In recent years, the ACLU of Maryland has received multiple complaints from students in Montgomery County Public Schools who have been harassed for refusing to recite the Pledge. In 2010, the ACLU took action on behalf of a thirteen-year-old at Roberto Clemente Middle School whose teacher on different occasions demanded that she stand for the Pledge, instead of sitting quietly, and then ordered her to leave the classroom, threatened to give her detention, and called a school security officer to remove her from class. In addition, we heard from families in 2008, 2010, and 2012 reporting similar harassment of their children at Takoma Park Middle School, Northwood High School, Rolling Terrace Elementary School, and Gaithersburg High School, though each of these cases was resolved by the families' own communications with higher level school officials.
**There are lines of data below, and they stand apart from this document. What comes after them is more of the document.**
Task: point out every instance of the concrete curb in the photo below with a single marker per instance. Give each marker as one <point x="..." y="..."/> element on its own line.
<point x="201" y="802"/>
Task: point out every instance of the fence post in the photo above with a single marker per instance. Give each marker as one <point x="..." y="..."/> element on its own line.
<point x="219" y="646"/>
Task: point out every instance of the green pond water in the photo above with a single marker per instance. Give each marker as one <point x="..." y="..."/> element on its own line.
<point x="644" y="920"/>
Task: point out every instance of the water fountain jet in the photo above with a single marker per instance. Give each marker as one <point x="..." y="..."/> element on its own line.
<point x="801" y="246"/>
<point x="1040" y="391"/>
Indeed, over the last decade we have received more complaints about this issue from Montgomery County than any other jurisdiction in the state.
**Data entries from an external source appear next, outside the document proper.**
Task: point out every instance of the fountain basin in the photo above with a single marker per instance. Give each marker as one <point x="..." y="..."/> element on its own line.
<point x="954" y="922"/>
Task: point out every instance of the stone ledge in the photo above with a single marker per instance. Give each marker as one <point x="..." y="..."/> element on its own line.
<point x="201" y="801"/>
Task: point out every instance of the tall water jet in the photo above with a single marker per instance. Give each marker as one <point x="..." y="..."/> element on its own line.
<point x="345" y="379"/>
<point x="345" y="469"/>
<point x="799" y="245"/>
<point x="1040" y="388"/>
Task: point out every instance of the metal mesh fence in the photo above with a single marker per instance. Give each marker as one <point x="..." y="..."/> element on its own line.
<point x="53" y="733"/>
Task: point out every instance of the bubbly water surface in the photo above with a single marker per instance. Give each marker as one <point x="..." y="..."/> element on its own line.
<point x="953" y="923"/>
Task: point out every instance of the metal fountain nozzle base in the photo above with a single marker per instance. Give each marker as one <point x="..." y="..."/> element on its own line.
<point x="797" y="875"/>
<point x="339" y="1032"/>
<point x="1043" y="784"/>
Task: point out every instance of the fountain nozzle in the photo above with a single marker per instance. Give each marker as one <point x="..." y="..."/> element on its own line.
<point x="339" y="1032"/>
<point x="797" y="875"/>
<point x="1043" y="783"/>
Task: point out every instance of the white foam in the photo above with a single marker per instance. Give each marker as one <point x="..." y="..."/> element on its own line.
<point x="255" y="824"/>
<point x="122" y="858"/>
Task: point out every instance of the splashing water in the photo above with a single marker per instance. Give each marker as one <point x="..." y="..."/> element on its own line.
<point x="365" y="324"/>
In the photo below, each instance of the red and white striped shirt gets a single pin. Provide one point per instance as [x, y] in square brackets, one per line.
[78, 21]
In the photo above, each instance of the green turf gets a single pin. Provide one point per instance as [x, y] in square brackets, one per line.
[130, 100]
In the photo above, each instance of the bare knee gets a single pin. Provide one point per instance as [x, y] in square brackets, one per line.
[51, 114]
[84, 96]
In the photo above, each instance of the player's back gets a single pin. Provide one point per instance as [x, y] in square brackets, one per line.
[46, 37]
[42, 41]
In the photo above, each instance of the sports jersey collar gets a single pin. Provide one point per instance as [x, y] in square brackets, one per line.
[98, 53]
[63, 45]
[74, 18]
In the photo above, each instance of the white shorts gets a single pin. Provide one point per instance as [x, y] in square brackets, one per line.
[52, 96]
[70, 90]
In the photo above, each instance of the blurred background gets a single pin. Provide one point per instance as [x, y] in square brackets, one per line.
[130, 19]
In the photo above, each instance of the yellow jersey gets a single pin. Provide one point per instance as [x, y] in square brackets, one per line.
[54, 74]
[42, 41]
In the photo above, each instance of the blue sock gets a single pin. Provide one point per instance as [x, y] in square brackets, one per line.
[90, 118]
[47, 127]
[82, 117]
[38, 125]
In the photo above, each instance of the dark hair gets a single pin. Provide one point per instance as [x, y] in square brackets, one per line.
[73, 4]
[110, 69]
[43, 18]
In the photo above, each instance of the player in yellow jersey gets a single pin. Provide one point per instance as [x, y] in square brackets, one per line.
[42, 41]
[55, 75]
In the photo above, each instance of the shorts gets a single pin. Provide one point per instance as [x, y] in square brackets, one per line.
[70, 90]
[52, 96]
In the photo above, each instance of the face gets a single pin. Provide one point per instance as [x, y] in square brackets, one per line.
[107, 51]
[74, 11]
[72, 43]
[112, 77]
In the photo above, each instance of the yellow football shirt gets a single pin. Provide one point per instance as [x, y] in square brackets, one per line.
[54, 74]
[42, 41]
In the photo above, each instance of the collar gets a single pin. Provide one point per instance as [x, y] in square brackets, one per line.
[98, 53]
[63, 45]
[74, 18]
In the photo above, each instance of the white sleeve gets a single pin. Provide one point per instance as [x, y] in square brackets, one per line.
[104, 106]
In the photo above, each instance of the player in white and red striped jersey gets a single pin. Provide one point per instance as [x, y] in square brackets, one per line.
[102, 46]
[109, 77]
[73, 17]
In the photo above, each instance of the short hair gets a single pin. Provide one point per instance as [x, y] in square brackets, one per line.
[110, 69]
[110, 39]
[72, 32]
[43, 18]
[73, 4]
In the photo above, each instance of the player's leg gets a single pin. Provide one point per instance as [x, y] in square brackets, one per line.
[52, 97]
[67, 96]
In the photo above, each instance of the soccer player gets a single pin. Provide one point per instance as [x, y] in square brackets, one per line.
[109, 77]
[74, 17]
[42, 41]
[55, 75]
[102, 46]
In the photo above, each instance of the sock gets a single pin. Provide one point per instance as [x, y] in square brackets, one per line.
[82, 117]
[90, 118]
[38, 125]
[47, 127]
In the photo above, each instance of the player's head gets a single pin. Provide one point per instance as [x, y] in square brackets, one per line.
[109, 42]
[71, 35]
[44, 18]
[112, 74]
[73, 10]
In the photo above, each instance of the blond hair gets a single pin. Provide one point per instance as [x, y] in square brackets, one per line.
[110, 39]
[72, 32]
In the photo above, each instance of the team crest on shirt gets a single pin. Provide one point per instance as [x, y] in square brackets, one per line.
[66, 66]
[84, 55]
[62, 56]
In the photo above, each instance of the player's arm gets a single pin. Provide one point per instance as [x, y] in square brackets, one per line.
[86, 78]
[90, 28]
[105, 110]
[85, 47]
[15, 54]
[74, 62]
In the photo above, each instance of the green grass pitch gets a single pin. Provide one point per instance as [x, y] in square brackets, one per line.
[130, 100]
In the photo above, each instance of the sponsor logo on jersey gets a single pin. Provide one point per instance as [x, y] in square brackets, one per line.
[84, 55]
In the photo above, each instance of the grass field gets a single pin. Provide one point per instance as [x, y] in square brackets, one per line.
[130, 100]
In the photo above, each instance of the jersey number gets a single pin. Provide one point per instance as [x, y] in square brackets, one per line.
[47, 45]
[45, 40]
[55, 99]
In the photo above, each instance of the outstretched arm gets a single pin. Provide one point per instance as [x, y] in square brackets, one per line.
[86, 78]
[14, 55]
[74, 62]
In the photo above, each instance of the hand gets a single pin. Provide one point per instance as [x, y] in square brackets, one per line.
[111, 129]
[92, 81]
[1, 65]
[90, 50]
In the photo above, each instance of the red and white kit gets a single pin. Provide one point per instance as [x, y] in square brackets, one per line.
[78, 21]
The right of a student to refrain from participating during the Pledge has been settled law since 1943, when the Supreme Court held that students could not be forced to salute the flag. As the Court put it then, "If there is any fixed star in our constitutional constellation, it is that no official, high or petty, can prescribe what shall be orthodox in politics, nationalism, religion, or other matters of opinion or force citizens to confess by word or act their faith therein." Here in Maryland, the State Court of Appeals, in 1971, struck down as unconstitutional a state law that required students to salute the flag unless they had a religious objection to doing so. Maryland law now explicitly allows "any student or teacher who wishes to be excused" to refrain from participating in the recitation of the Pledge.
In addition, the Montgomery County school system Regulation JFA-RA, § IV.H.2(a) explicitly acknowledges Enidris' right to act as she did, providing that "Students have a right to not be compelled to participate in patriotic exercises, or be penalized or embarrassed for failure to participate."
In a letter sent on April 9 to the County Schools Superintendent, the County School Board, and officials at Damascus High School, the ACLU details why what was done to the student was wrong, and seeks meetings with the Superintendent and high school to discuss what steps will be taken to ensure that violations do not keep recurring.